DEPOK – Suasana haru menyelimuti kediaman almarhumah Meriyati Hoegeng, istri dari legenda kepolisian RI, Jenderal (Purn) Hoegeng Iman Santoso. Kapolri Jenderal Listyo Sigit Prabowo, didampingi Wakapolri Komjen Dedi Prasetyo, hadir langsung di rumah duka yang berlokasi di Pesona Khayangan, Depok, untuk memberikan penghormatan terakhir, Selasa (3/2).
Kehadiran pucuk pimpinan Polri ini bukan sekadar kunjungan formal, melainkan momen untuk mengenang kembali wasiat tentang kejujuran dan dedikasi yang selalu terpancar dari sosok Eyang Meri.
Menjaga "Titipan" dan Marwah Institusi
Dalam keterangannya, Jenderal Sigit mengungkapkan rasa kehilangan yang mendalam. Baginya, Eyang Meri bukan hanya saksi sejarah, tetapi juga sosok yang aktif memberikan suntikan semangat bagi generasi penerus Polri.
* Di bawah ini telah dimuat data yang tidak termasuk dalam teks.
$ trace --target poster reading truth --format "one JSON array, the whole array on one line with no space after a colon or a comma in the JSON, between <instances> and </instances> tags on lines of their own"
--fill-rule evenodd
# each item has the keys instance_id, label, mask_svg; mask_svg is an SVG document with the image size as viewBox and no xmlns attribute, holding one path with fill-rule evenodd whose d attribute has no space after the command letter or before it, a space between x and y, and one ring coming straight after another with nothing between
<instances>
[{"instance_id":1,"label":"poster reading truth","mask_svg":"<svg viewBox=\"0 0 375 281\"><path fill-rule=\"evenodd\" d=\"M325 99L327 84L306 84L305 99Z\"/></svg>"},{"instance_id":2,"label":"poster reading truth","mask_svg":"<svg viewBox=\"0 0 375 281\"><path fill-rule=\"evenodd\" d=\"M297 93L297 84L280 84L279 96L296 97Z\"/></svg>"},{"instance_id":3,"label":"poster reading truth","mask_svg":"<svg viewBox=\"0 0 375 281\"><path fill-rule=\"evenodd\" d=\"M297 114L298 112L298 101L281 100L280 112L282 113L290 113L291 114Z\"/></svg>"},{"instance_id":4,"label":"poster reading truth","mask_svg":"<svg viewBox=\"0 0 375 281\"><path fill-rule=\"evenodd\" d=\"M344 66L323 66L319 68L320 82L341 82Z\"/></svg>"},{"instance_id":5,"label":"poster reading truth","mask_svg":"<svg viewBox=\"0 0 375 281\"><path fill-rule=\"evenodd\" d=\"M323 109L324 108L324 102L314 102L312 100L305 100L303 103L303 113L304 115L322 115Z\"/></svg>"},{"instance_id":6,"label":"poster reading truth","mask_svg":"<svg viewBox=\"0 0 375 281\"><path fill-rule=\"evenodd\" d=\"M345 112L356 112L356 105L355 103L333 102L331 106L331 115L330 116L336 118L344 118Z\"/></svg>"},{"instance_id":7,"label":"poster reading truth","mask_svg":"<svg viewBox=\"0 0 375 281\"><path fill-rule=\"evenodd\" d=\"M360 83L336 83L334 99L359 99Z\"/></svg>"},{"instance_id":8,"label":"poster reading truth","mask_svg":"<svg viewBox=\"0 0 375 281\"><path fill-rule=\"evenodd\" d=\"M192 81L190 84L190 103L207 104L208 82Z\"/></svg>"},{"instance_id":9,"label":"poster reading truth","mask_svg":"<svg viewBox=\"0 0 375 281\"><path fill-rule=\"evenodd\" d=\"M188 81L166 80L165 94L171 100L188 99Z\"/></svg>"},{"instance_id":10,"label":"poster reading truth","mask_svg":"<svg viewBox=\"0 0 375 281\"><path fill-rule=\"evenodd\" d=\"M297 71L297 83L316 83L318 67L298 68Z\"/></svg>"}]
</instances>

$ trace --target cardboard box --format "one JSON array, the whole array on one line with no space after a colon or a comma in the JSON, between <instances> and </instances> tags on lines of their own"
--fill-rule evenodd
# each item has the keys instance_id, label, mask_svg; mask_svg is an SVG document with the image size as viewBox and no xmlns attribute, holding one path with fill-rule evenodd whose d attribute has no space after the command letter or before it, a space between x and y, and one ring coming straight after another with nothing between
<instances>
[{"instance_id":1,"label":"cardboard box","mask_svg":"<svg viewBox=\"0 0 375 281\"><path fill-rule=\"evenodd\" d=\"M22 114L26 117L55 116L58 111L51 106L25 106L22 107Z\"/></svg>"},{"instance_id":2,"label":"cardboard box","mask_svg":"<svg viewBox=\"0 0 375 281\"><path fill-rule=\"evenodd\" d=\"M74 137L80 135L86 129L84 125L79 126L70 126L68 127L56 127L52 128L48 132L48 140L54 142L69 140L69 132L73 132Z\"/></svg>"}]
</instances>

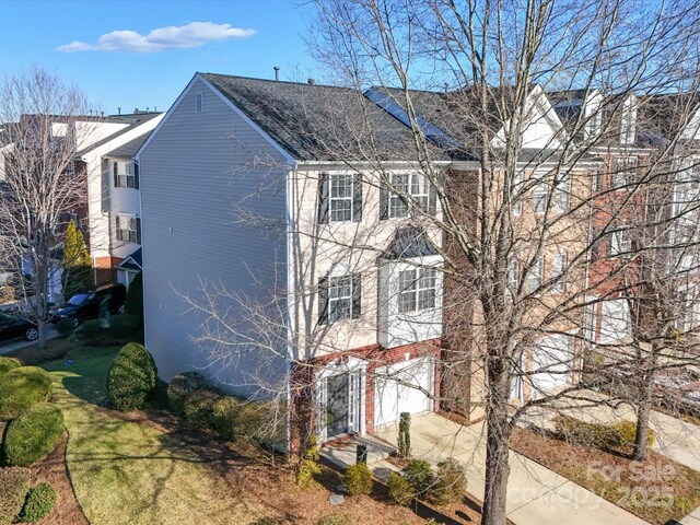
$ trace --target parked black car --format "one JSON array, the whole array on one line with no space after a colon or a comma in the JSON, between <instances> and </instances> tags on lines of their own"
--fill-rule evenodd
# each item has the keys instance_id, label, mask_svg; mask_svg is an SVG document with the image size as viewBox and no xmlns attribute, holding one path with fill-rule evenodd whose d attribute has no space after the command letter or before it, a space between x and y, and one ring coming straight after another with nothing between
<instances>
[{"instance_id":1,"label":"parked black car","mask_svg":"<svg viewBox=\"0 0 700 525\"><path fill-rule=\"evenodd\" d=\"M127 298L127 289L124 284L107 284L94 292L77 293L68 300L60 308L56 308L51 315L51 323L71 318L75 320L75 326L83 320L96 319L102 313L102 308L109 308L110 314L121 313L124 301ZM101 306L103 305L104 306Z\"/></svg>"},{"instance_id":2,"label":"parked black car","mask_svg":"<svg viewBox=\"0 0 700 525\"><path fill-rule=\"evenodd\" d=\"M34 323L30 323L16 315L0 314L0 341L8 341L24 337L27 341L35 341L39 330Z\"/></svg>"}]
</instances>

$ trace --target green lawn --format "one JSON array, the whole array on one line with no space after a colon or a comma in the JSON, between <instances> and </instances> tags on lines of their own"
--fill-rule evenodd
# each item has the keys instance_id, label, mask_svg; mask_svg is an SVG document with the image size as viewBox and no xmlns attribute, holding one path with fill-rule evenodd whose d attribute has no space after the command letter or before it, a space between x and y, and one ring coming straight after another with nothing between
<instances>
[{"instance_id":1,"label":"green lawn","mask_svg":"<svg viewBox=\"0 0 700 525\"><path fill-rule=\"evenodd\" d=\"M72 364L43 365L63 409L68 468L90 523L248 524L269 514L163 432L95 405L117 350L77 346L68 355Z\"/></svg>"}]
</instances>

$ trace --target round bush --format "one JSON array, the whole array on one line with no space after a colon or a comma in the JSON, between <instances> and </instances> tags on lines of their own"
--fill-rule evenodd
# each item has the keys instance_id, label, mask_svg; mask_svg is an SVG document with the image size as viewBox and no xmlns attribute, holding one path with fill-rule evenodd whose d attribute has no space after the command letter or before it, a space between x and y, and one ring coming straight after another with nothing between
<instances>
[{"instance_id":1,"label":"round bush","mask_svg":"<svg viewBox=\"0 0 700 525\"><path fill-rule=\"evenodd\" d=\"M2 455L8 465L25 467L44 459L63 435L63 413L48 402L37 402L8 423Z\"/></svg>"},{"instance_id":2,"label":"round bush","mask_svg":"<svg viewBox=\"0 0 700 525\"><path fill-rule=\"evenodd\" d=\"M416 489L411 482L397 472L389 474L389 498L399 505L408 506L416 498Z\"/></svg>"},{"instance_id":3,"label":"round bush","mask_svg":"<svg viewBox=\"0 0 700 525\"><path fill-rule=\"evenodd\" d=\"M56 504L56 491L48 483L39 483L30 489L20 521L34 523L48 516Z\"/></svg>"},{"instance_id":4,"label":"round bush","mask_svg":"<svg viewBox=\"0 0 700 525\"><path fill-rule=\"evenodd\" d=\"M71 317L66 317L58 323L56 323L56 331L61 337L68 337L73 331L75 331L75 319Z\"/></svg>"},{"instance_id":5,"label":"round bush","mask_svg":"<svg viewBox=\"0 0 700 525\"><path fill-rule=\"evenodd\" d=\"M366 463L358 463L346 468L346 487L350 495L370 495L374 479Z\"/></svg>"},{"instance_id":6,"label":"round bush","mask_svg":"<svg viewBox=\"0 0 700 525\"><path fill-rule=\"evenodd\" d=\"M0 355L0 375L7 374L11 370L19 369L20 366L22 366L22 363L19 359Z\"/></svg>"},{"instance_id":7,"label":"round bush","mask_svg":"<svg viewBox=\"0 0 700 525\"><path fill-rule=\"evenodd\" d=\"M133 340L141 329L141 319L135 315L115 315L109 318L109 332L117 339Z\"/></svg>"},{"instance_id":8,"label":"round bush","mask_svg":"<svg viewBox=\"0 0 700 525\"><path fill-rule=\"evenodd\" d=\"M153 395L158 370L153 357L136 342L125 345L109 368L107 399L121 411L138 410Z\"/></svg>"},{"instance_id":9,"label":"round bush","mask_svg":"<svg viewBox=\"0 0 700 525\"><path fill-rule=\"evenodd\" d=\"M167 402L171 409L175 413L183 413L187 396L207 386L207 377L199 372L183 372L182 374L177 374L173 377L170 385L167 385Z\"/></svg>"},{"instance_id":10,"label":"round bush","mask_svg":"<svg viewBox=\"0 0 700 525\"><path fill-rule=\"evenodd\" d=\"M21 366L0 376L0 421L51 397L51 377L38 366Z\"/></svg>"},{"instance_id":11,"label":"round bush","mask_svg":"<svg viewBox=\"0 0 700 525\"><path fill-rule=\"evenodd\" d=\"M0 525L14 522L30 490L30 470L22 467L0 468Z\"/></svg>"},{"instance_id":12,"label":"round bush","mask_svg":"<svg viewBox=\"0 0 700 525\"><path fill-rule=\"evenodd\" d=\"M464 466L451 457L438 464L435 485L431 491L431 499L439 505L448 505L464 499L467 490L467 477Z\"/></svg>"},{"instance_id":13,"label":"round bush","mask_svg":"<svg viewBox=\"0 0 700 525\"><path fill-rule=\"evenodd\" d=\"M214 406L223 396L211 388L192 392L185 399L185 419L195 428L214 430Z\"/></svg>"},{"instance_id":14,"label":"round bush","mask_svg":"<svg viewBox=\"0 0 700 525\"><path fill-rule=\"evenodd\" d=\"M425 495L435 482L433 469L430 463L424 459L410 460L404 470L404 475L419 498Z\"/></svg>"}]
</instances>

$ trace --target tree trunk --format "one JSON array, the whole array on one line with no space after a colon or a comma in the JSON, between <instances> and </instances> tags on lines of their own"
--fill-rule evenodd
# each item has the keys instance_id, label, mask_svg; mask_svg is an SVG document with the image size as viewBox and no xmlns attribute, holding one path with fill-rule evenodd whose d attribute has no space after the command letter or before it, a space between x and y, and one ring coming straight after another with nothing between
<instances>
[{"instance_id":1,"label":"tree trunk","mask_svg":"<svg viewBox=\"0 0 700 525\"><path fill-rule=\"evenodd\" d=\"M38 338L38 343L39 343L39 348L42 350L46 349L46 322L45 320L39 320L36 324L38 331L39 331L39 338Z\"/></svg>"},{"instance_id":2,"label":"tree trunk","mask_svg":"<svg viewBox=\"0 0 700 525\"><path fill-rule=\"evenodd\" d=\"M649 432L649 415L652 410L652 377L651 374L645 374L637 405L637 434L634 435L634 453L632 454L632 459L635 462L645 460L648 455L646 434Z\"/></svg>"},{"instance_id":3,"label":"tree trunk","mask_svg":"<svg viewBox=\"0 0 700 525\"><path fill-rule=\"evenodd\" d=\"M510 474L508 418L508 378L499 381L487 407L486 482L481 525L504 525ZM495 395L493 395L495 394ZM504 397L505 396L505 397Z\"/></svg>"}]
</instances>

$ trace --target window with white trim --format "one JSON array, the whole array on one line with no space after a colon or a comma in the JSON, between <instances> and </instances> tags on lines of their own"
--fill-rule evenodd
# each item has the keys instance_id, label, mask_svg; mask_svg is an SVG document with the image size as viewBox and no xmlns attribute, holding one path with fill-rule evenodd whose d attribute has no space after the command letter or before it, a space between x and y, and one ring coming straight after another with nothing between
<instances>
[{"instance_id":1,"label":"window with white trim","mask_svg":"<svg viewBox=\"0 0 700 525\"><path fill-rule=\"evenodd\" d=\"M436 270L412 268L398 275L398 313L407 314L435 307Z\"/></svg>"},{"instance_id":2,"label":"window with white trim","mask_svg":"<svg viewBox=\"0 0 700 525\"><path fill-rule=\"evenodd\" d=\"M388 196L388 217L408 215L409 202L428 210L430 182L420 173L394 173L390 175L392 191Z\"/></svg>"},{"instance_id":3,"label":"window with white trim","mask_svg":"<svg viewBox=\"0 0 700 525\"><path fill-rule=\"evenodd\" d=\"M536 292L542 285L542 258L538 257L527 271L527 291Z\"/></svg>"},{"instance_id":4,"label":"window with white trim","mask_svg":"<svg viewBox=\"0 0 700 525\"><path fill-rule=\"evenodd\" d=\"M637 177L637 158L623 156L612 159L610 163L610 187L612 189L625 189Z\"/></svg>"},{"instance_id":5,"label":"window with white trim","mask_svg":"<svg viewBox=\"0 0 700 525\"><path fill-rule=\"evenodd\" d=\"M544 180L537 180L533 188L533 211L537 214L547 210L547 185Z\"/></svg>"},{"instance_id":6,"label":"window with white trim","mask_svg":"<svg viewBox=\"0 0 700 525\"><path fill-rule=\"evenodd\" d=\"M335 173L330 176L330 221L352 220L352 175Z\"/></svg>"},{"instance_id":7,"label":"window with white trim","mask_svg":"<svg viewBox=\"0 0 700 525\"><path fill-rule=\"evenodd\" d=\"M133 162L113 162L115 188L136 188Z\"/></svg>"},{"instance_id":8,"label":"window with white trim","mask_svg":"<svg viewBox=\"0 0 700 525\"><path fill-rule=\"evenodd\" d=\"M629 254L632 249L632 237L629 228L610 232L610 257Z\"/></svg>"},{"instance_id":9,"label":"window with white trim","mask_svg":"<svg viewBox=\"0 0 700 525\"><path fill-rule=\"evenodd\" d=\"M551 259L551 280L553 282L551 291L553 293L563 293L567 290L564 280L564 271L567 269L567 254L558 252Z\"/></svg>"},{"instance_id":10,"label":"window with white trim","mask_svg":"<svg viewBox=\"0 0 700 525\"><path fill-rule=\"evenodd\" d=\"M139 219L135 215L116 215L117 241L139 244Z\"/></svg>"}]
</instances>

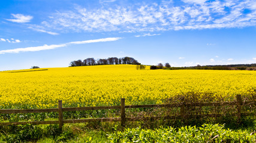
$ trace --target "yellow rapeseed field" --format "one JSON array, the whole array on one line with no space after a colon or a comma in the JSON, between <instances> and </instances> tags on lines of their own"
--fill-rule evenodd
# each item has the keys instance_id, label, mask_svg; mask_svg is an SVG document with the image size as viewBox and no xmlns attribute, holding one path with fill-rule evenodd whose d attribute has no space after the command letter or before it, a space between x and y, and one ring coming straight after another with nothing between
<instances>
[{"instance_id":1,"label":"yellow rapeseed field","mask_svg":"<svg viewBox=\"0 0 256 143\"><path fill-rule=\"evenodd\" d=\"M0 72L1 108L161 104L189 92L219 98L256 89L255 71L136 70L134 65L49 68ZM198 94L199 95L199 94Z\"/></svg>"}]
</instances>

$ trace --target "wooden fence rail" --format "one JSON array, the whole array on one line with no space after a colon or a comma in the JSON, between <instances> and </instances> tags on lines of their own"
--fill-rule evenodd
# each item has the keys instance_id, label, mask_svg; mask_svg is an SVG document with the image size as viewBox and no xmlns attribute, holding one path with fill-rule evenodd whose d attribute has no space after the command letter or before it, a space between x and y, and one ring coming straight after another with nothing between
<instances>
[{"instance_id":1,"label":"wooden fence rail","mask_svg":"<svg viewBox=\"0 0 256 143\"><path fill-rule=\"evenodd\" d=\"M189 107L204 107L204 106L226 106L226 105L235 105L236 106L237 111L236 113L229 114L231 116L237 116L238 120L241 119L242 116L255 115L254 113L242 113L242 106L256 105L254 101L242 101L240 95L237 95L236 97L236 101L233 102L206 102L206 103L183 103L183 104L158 104L158 105L125 105L125 99L121 98L121 105L116 106L100 106L100 107L68 107L62 108L62 101L58 101L58 108L49 108L49 109L1 109L0 114L15 114L15 113L45 113L45 112L58 112L59 114L59 120L55 121L35 121L35 122L2 122L0 123L0 126L7 126L11 125L45 125L45 124L59 124L59 128L62 129L65 123L76 123L91 122L121 122L121 126L125 127L126 121L137 121L142 120L157 120L162 119L188 119L189 117L221 117L225 114L195 114L189 115L186 114L186 108ZM162 107L179 107L180 114L177 116L151 116L143 117L126 117L125 108L162 108ZM119 109L121 110L120 117L115 118L94 118L86 119L74 119L74 120L63 120L64 111L86 111L94 110L109 110L109 109Z\"/></svg>"}]
</instances>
"Beliau selalu berpesan agar kami terus menjaga institusi ini. Di setiap kesempatan, Eyang Meri menceritakan nilai-nilai keteladanan almarhum Bapak Hoegeng yang harus kami jadikan semangat dalam bertugas," ujar Jenderal Sigit.
Salah satu hal yang paling membekas bagi Kapolri adalah pesan terakhir almarhumah yang terus menekankan pentingnya menjaga integritas. Bagi Sigit, kalimat "titip Polri" yang kerap diucapkan Eyang Meri adalah sebuah amanah besar yang harus dipikul oleh seluruh anggota kepolisian saat ini.
Penghormatan Terakhir dari Keluarga Besar Polri
Selain mendoakan almarhumah agar mendapatkan tempat terbaik di sisi Tuhan, Kapolri juga memberikan dukungan moril kepada keluarga yang ditinggalkan, termasuk anak kedua almarhumah, Aditya Soetanto Hoegeng, dan sang cucu, Rama Hoegeng.
Beberapa poin penting dalam kunjungan tersebut:
Kehadiran Tokoh Polri: Selain Kapolri dan Wakapolri, hadir pula Irwasum Polri Komjen Wahyu Widada serta As SDM Kapolri Irjen Anwar.
Doa Bersama: Rombongan melakukan doa bersama di depan jenazah sebagai simbol penghormatan atas pengabdian Eyang Meri mendampingi sosok polisi paling jujur di Indonesia.
Komitmen Integritas: Kapolri menegaskan bahwa wasiat Eyang Meri akan menjadi komitmen Polri untuk terus bertransformasi menjadi institusi yang dipercaya masyarakat.
"Kami merasa sangat kehilangan, namun kami berjanji akan menjaga wasiat beliau. Semoga beliau husnul khatimah dan keluarga yang ditinggalkan diberikan ketabahan," tutup Kapolri.